I want to troubleshoot and seek your advice. I have 5 years of BRFSS data, filtered variables, subset after first doing svydesign on the whole dataset, and trying to produce survey_mean. I tried different ways of trying to reduce the amount of time running the codes. First I tried svy_mean, tbl_svysummary, and etc. Nothing reduced the time running and it's still running on the server. I'm wondering if there's any way around this problem. Here's the code:
set.seed(1)
# ---- Simulate BRFSS-like data ----
n <- 1e6 # total rows; lower this if it eats your RAM
n_strata <- 200 # strata (e.g., state-region cells)
psus_per_stratum <- 30 # PSUs within each stratum
df <- tibble(
`_STSTR` = sample(seq_len(n_strata), n, replace = TRUE),
`_PSU` = sample(seq_len(psus_per_stratum), n, replace = TRUE),
finalwt = runif(n, 50, 5000),
race = factor(sample(
c("White only", "Black or African American only",
"American Indian Native Alaskan", "Asian only",
"Native Hawaiian or other Pacific Islander only", "Other"),
n, replace = TRUE,
prob = c(0.70, 0.12, 0.02, 0.06, 0.01, 0.09))),
sex = factor(sample(c("Male", "Female"), n, replace = TRUE)),
age = factor(sample(
c("18-24","25-29","30-34","35-39","40-44","45-49","50-54",
"55-59","60-64","65-69","70-74","75-79","80+"),
n, replace = TRUE)),
smokerstat = factor(sample(
c("Current Smoker", "Former Smoker", "Never Smoked"),
n, replace = TRUE, prob = c(0.15, 0.25, 0.60))),
education = factor(sample(
c("Did not graduate High School", "Graduated High School",
"Attended College or Technical School",
"Graduated College or Technical School"),
n, replace = TRUE, prob = c(0.10, 0.30, 0.30, 0.30)))
)
# 1,719,106 obs
brfss_design <- brfss_combined %>%
select("_PSU", "_STSTR", "finalwt", "age", "race", "sex", "smokerstat", "education")

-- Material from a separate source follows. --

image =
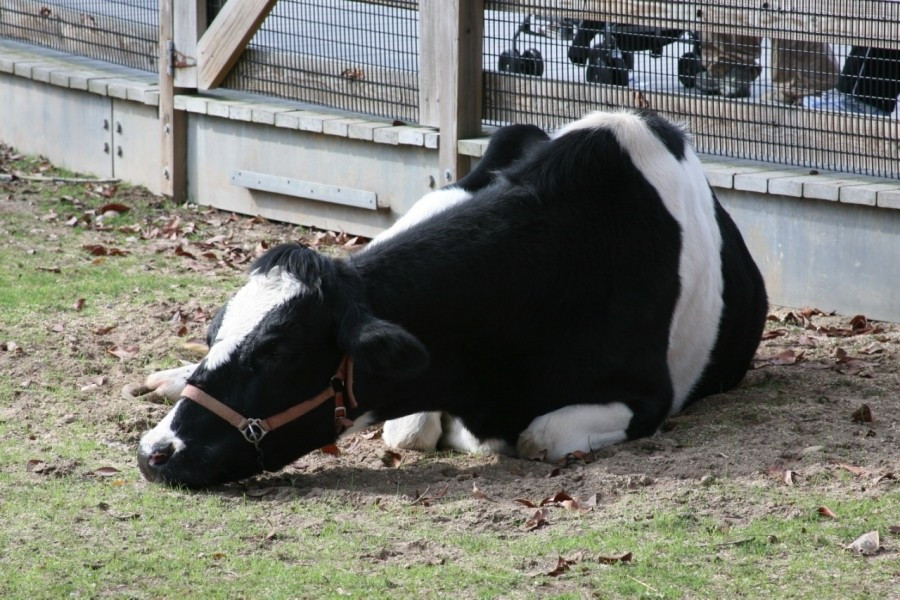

options(survey.lonely.psu = "adjust")
brfss_design <- svydesign(
id = ~`_PSU`,
strata = ~`_STSTR`,
weights = ~`finalwt`,
data = brfss_design,
nest = TRUE
)
subpop <- subset(brfss_design,
race == "American Indian Native Alaskan" &
age %in% c("18-24", "25-29"))
# Drop levels that don't appear in the subset
subpop$variables <- subpop$variables |>
mutate(across(where(is.factor), droplevels))
# reset svy using svyyr package
library(srvyr)
subpop <- as_survey(subpop)
# one variable at a time
tab_smoker <- subpop |>
filter(!is.na(smokerstat)) |>
group_by(sex, smokerstat) |>
summarise(p = survey_mean(vartype = "ci", na.rm = TRUE)) |>
mutate(cell = sprintf("%.1f%% (%.1f–%.1f)", p*100, p_low*100, p_upp*100)) |>
select(sex, smokerstat, cell) |>
pivot_wider(names_from = sex, values_from = cell)
# og code trying to run the code below
tbl_svysummary(subpop, by = sex,
include = c(smokerstat, age, education),
statistic = all_categorical() ~ "{p}% ({p.std.error})",
digits = all_categorical() ~ 1) |>
add_ci(include = everything())
Any advice would be appreciated. Thank you.